Note: The following procedure is based on the assumption that the fuel pressure is adequate.
1. Check all electrical connectors that are related to the system. Check the ground wire connections on the intake manifold for tightness. Loose connectors and poor grounds can cause many problems that resemble more serious malfunctions.
2 Check to see that the battery is fully charged, as the control unit and sensors depend on an accurate supply voltage in order to properly meter the fuel.
3. Check the air filter element - a dirty or partially blocked filter will severely impede performance and economy.
4. Check the related fuses (probably not required in your case). If a blown fuse is found replace it and see if it blows again. If it does, search for a grounded wire in the harness.
5. Check the condition of all vacuum hoses connected to the intake manifold.
6. Remove the air intake duct from the throttle body and check for dirt, carbon or other residue build-up. If it's dirty, clean it with carburetor cleaner spray, a shop towel and a toothbrush, if necessary.
7. With the engine running, place an automotive stethoscope against each injector, one at a time, and listen for a clicking sound, indicating operation. If you don't have a stethoscope, place the tip of a screwdriver against the injector and listen through the handle.
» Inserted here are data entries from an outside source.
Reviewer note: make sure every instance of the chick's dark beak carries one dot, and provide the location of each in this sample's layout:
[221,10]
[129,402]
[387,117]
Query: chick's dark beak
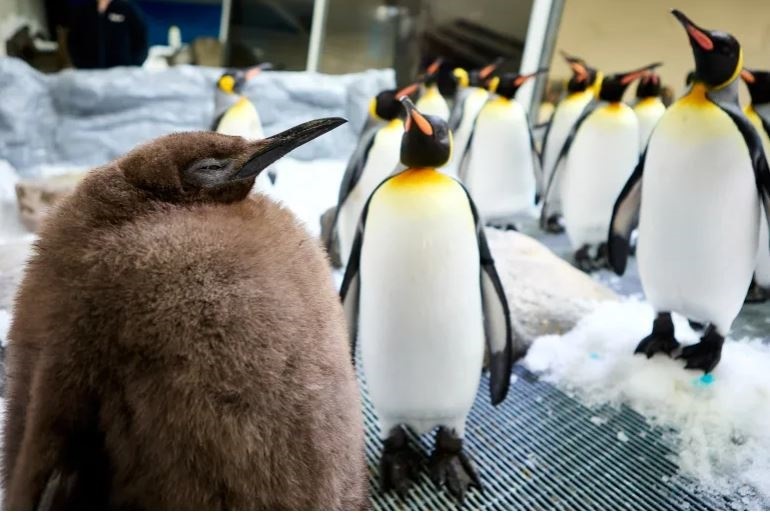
[697,35]
[273,148]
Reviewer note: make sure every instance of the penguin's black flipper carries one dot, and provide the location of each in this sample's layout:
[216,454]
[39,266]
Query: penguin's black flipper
[563,154]
[756,152]
[497,317]
[353,173]
[625,217]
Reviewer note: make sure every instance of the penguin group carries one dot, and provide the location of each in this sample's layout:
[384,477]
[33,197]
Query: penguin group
[189,349]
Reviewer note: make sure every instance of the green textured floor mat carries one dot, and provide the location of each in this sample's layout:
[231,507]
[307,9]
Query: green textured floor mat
[541,449]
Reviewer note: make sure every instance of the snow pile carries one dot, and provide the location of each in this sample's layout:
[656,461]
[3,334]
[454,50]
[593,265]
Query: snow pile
[308,188]
[722,419]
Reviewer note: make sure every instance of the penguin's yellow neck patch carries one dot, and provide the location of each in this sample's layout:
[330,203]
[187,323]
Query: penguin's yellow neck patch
[419,177]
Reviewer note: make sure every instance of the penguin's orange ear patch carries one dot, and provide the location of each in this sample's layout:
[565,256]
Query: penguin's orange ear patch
[699,37]
[421,122]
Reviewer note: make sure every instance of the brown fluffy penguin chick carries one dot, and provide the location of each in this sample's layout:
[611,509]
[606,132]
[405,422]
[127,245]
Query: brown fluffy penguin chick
[179,344]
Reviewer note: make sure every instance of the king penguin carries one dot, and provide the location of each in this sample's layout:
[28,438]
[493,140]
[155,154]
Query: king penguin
[471,96]
[431,102]
[177,343]
[582,88]
[501,165]
[600,153]
[696,194]
[422,296]
[648,107]
[375,158]
[758,112]
[235,114]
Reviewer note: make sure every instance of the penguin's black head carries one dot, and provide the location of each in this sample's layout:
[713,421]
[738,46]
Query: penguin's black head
[233,81]
[758,83]
[509,83]
[614,86]
[718,55]
[431,72]
[427,141]
[209,167]
[649,86]
[583,76]
[385,105]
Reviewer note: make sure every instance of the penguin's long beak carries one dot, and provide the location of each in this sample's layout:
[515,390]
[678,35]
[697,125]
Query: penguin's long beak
[272,148]
[697,35]
[414,116]
[408,90]
[523,78]
[490,68]
[256,70]
[627,78]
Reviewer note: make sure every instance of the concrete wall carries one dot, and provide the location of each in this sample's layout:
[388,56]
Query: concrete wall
[619,35]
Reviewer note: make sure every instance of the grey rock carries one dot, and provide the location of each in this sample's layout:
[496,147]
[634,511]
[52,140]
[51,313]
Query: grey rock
[546,294]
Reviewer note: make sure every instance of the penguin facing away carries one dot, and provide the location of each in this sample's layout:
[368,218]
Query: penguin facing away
[581,90]
[178,344]
[471,97]
[758,112]
[696,194]
[648,107]
[375,158]
[421,295]
[600,153]
[235,114]
[501,166]
[431,102]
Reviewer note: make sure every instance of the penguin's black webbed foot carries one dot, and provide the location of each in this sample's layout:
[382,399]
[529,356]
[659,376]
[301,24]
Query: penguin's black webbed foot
[554,224]
[583,259]
[704,355]
[756,294]
[661,340]
[450,466]
[602,257]
[399,463]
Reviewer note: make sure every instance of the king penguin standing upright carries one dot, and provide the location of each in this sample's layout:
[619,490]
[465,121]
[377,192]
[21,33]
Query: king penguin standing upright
[375,158]
[696,193]
[501,166]
[236,115]
[422,294]
[581,90]
[600,153]
[758,112]
[471,96]
[648,107]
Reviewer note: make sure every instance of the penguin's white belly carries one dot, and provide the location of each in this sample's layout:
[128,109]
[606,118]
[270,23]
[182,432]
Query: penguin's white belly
[762,272]
[420,319]
[242,120]
[565,116]
[474,102]
[699,220]
[602,157]
[381,162]
[648,111]
[500,174]
[433,104]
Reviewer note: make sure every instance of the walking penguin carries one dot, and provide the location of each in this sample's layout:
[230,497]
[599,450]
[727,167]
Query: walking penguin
[421,296]
[696,193]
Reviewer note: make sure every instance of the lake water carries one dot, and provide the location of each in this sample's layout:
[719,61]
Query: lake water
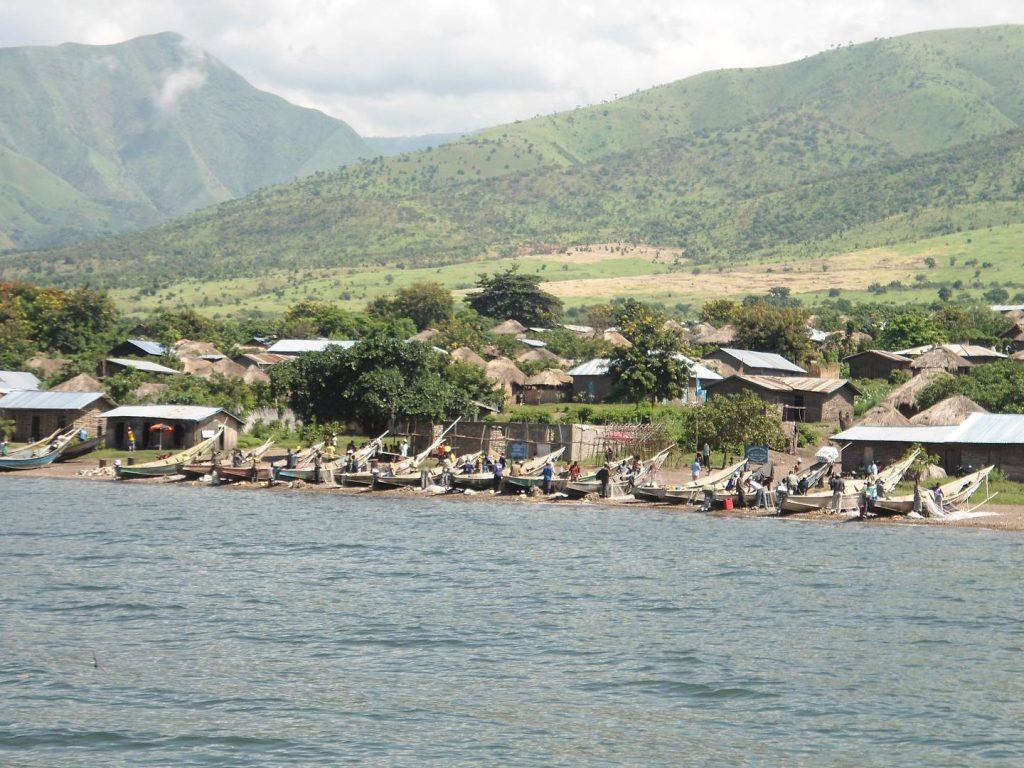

8. Disconnect the injector electrical connectors and measure the resistance of each injector. (Measure the resistance of each injector across the two terminals of the injector.) Resistance should be 11.3 to 15.7 ohms at 68 degrees F.
9. Turn the ignition key On and check for battery voltage at the voltage supply wire terminal of one of the injector harness connectors. If battery voltage is not present, check the ASD relay and related wiring. NOTE: The fuel injector voltage supply wire could be either dark green/black, dark green/orange, or dark green/light green depending on model. The voltage supply wire is always the same color at each injector connector while the injector control wire color is different for each injector. (Again, this is only included for the benefit of others having fuel injector problems.)
10. Install an injector test light ("noid" light) into each injector electrical connector, one at a time. Crank the engine over. Confirm that the light flashes evenly on each connector. This tests the PCM control of the injectors. If the light does not flash, have the PCM checked at a dealer service department or other properly equipped repair facility.
Having said all that, a friend of mine had similar problems with his 96 Laredo. He told me he always used the cheapest gas available. I had him switch to premium, and his problem went away quickly. Apparently his injectors were merely dirty.